Datalake

Properties


Methods

upload_data

upload_data(
   filepaths: Union[str, Path, list[Union[str, Path]]],
   tags: Optional[list[Union[str, Tag]]] = None, source: Union[str, DataSource,
   None] = None, max_workers: Optional[int] = None,
   error_manager: Optional[ErrorManager] = None, metadata: Union[None, dict,
   list[dict]] = None, fill_metadata: Optional[bool] = False,
   wait_for_unprocessable_data: Optional[bool] = True,
   upload_dir: Optional[str] = None, custom_metadata: Union[None, dict,
   list[dict]] = None
)

Description

Upload data into this datalake.

Upload files representing data, into a datalake. You can give some tags as a list. You can give a source for your data.

If some data fails to upload, check the example to see how to retrieve the list of file paths that failed.
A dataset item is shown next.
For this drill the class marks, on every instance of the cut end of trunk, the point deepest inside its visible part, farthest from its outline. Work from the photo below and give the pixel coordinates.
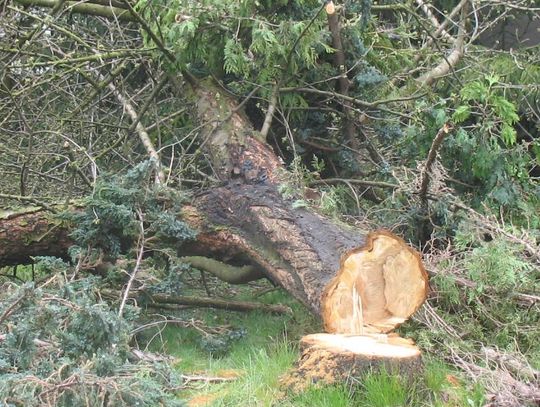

For more information about metadata, check https://documentation.picsellia.com/docs/metadata

Examples

from picsellia.services.error_manager import ErrorManager

source_camera_one = client.get_datasource("camera-one")
source_camera_two = client.get_datasource("camera-two")

lake = client.get_datalake()

tag_car = lake.get_data_tag("car")
tag_huge_car = lake.get_data_tag("huge-car")

lake.upload_data(filepaths=["porsche.png", "ferrari.png"], tags=[tag_car], source=source_camera_one)
lake.upload_data(filepaths="truck.png", tags=[tag_huge_car], source=source_camera_two, metadata={"longitude": 43.6027273, "latitude": 1.4541129}, fill_metadata=True)

error_manager = ErrorManager()
lake.upload_data(filepaths=["twingo.png", "path/unknown.png", error_manager=error_manager)

# This call will return a list of UploadError to see what was wrong
error_paths = [error.path for error in error_manager.errors]

Arguments

  • filepaths (str or Path or list[str or Path]) : Filepaths of your data

  • tags (list[Tag], optional) : Data Tags that will be given to data. Defaults to [].

  • source (DataSource, optional) : Source of your data.

  • max_workers (int, optional) : Number of max workers used to upload. Defaults to os.cpu_count() + 4.

  • error_manager (ErrorManager, optional) : Giving an ErrorManager will allow you to retrieve errors

  • metadata (Dict or list[Dict], optional) : Add some metadata to given data, filepaths length must match this parameter. Defaults to no metadata.

  • fill_metadata (bool, optional) : Whether read exif tags of image and add it into metadata field. If some fields are already given in metadata fields, they will be overridden.

  • wait_for_unprocessable_data (bool, optional) : If true, this method will wait for all data to be fully uploaded and processed by our services. Defaults to true.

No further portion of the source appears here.